I've received a lot of flak for this answer in other communities, but, if a stat...

stetrain · on Sept 7, 2023

Not a copyright lawyer, but if we take the AI out of it then derivative works, fair use, etc. are already a grey area. It's a thing that gets argued about all the time in court cases.

If I train a model that given the input "When Mr. Bilbo Baggins" produces the entirety of The Lord of the Rings trilogy and release it, I have probably infringed copyright.

If I train a model that produces some generic paragraphs about "mountains" and "dragons" but contains no meaningful direct quotes or phrases, then that probably isn't a violation on its own. Those words appear in Tolkien's works but are not themselves enough to copyright.

If to train that model it is demonstrated that I copied Tolkien's works in a way not allowed for by the copyright license, (ie buying the book once and copying their text thousands of times across servers to train an AI model) then perhaps I have violated copyright in the interim steps even if the output of my model is no longer consider a copy of the original works.

I don't think there are black and white answers here. At one point does a chopped up and statisticized copyrighted work become no longer a copyrighted work? Can you train a model on something without first copying that thing in a way that violates copyright law?

These are squishy human concepts that get decided by humans in courtrooms and legislative bodies. I don't think the details of the math involved are going to make a big difference in the eventual outcomes.

burnished · on Sept 7, 2023

Not a lawyer.

But, no, it isn't stealing, but no one was talking about theft here - copyright violation is a separate concept. I think in part the less than cold welcome you are receiving is due to this subtle but fundamental difference

whitfieldsdad · on Sept 7, 2023

Ah, gotcha - I assumed that if some document said you couldn't use something for some purpose and you decided to use it anyway it would be considered theft from the intellectual property owner.

burnished · on Sept 7, 2023

No, but there have been dedicated advertisement campaigns to convince you that they are the same thing. Theft specifically involves depriving some one else of their belongings, which is why the issue under discussion is copyright.

The way it works is more like when you create an original work you also possess the sole right to copy that work. I believe (80% confidence) that an independently derived work does not violate copyright, obviously easier to make a convincing case for instances like code or song lyrics where you genuinely expect the implementations to shake out the same from genuinely independent parties.

Sidenote, the document that says you cant copy something is the law. The documents I think you are referencing are licenses - the terms under which you are allowed to copy a work. The distinction I'm trying to make is that they can't extra forbid you, they just withhold their permission (as expressed in the license).
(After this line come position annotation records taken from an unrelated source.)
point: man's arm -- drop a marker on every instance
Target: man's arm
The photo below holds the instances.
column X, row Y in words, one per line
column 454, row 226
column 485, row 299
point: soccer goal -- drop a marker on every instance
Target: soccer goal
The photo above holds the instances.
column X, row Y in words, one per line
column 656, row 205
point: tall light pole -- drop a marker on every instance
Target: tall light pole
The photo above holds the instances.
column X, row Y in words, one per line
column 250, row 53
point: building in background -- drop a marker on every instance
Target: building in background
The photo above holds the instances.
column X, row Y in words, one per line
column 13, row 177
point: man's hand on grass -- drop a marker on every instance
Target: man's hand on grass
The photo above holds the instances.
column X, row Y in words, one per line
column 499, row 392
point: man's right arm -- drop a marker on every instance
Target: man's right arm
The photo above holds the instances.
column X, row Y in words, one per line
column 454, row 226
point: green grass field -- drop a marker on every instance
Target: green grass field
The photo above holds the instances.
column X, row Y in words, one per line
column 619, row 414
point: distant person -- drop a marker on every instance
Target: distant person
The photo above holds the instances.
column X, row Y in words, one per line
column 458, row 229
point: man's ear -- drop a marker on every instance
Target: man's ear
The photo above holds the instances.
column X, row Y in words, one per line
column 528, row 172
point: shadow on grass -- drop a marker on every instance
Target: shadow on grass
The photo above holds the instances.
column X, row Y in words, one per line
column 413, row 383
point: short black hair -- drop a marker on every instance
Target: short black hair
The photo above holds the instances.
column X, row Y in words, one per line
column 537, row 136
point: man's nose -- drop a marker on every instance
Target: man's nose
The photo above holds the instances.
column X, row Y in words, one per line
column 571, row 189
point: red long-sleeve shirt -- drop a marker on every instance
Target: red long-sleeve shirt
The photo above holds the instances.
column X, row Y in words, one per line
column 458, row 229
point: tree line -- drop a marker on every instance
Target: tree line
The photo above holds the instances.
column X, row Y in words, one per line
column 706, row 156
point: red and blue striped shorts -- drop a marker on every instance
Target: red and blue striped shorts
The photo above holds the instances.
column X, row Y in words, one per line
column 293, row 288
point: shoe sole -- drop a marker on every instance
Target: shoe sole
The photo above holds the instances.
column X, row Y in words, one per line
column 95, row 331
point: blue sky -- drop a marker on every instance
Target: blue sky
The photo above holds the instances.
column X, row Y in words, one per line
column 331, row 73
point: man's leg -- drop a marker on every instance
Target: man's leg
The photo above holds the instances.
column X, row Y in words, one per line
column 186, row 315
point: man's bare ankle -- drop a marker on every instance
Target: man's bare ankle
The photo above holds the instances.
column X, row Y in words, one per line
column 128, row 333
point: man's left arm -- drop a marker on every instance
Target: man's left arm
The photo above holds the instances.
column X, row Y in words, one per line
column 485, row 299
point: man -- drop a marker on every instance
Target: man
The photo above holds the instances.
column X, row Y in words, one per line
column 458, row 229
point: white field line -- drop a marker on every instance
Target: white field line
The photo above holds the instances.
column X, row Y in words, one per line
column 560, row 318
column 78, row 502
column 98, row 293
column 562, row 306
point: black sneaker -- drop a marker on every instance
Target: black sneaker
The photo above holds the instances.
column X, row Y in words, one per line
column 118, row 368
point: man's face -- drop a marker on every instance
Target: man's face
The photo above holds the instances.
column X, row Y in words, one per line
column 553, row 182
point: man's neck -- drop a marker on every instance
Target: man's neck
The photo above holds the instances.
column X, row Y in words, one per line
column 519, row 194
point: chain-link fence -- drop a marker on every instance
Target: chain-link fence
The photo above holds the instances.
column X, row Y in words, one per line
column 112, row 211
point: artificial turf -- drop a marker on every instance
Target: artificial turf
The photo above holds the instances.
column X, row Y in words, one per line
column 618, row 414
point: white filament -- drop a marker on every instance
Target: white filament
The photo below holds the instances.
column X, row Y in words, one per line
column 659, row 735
Its not a super important distinction but I read up on it and felt compelled to share.

hiq · on Sept 7, 2023

> I'm sure that the argument could be made that all AI should be illegal as all ideas worth having have already been had

From https://en.wikipedia.org/wiki/Copyright:

> Copyright is intended to protect the original expression of an idea in the form of a creative work, but not the idea itself.

pesfandiar · on Sept 7, 2023

The underlying mechanics are unimportant. You could make similar arguments about encryption and compression algorithms.

whitfieldsdad · on Sept 7, 2023

I don't follow, don't encryption and compression algorithms carry out a very specific steps that isn't likely to show up accidentally by happenstance?

(e.g. it'd be hard to accidentally invent Rijndael with nothing but next best token predictions, but might be possible to duplicate someone's code for inverting a binary tree or encrypting a file)

hiq · on Sept 7, 2023

You can consider your best token predictor as a lossy compression of the corpus it was trained on.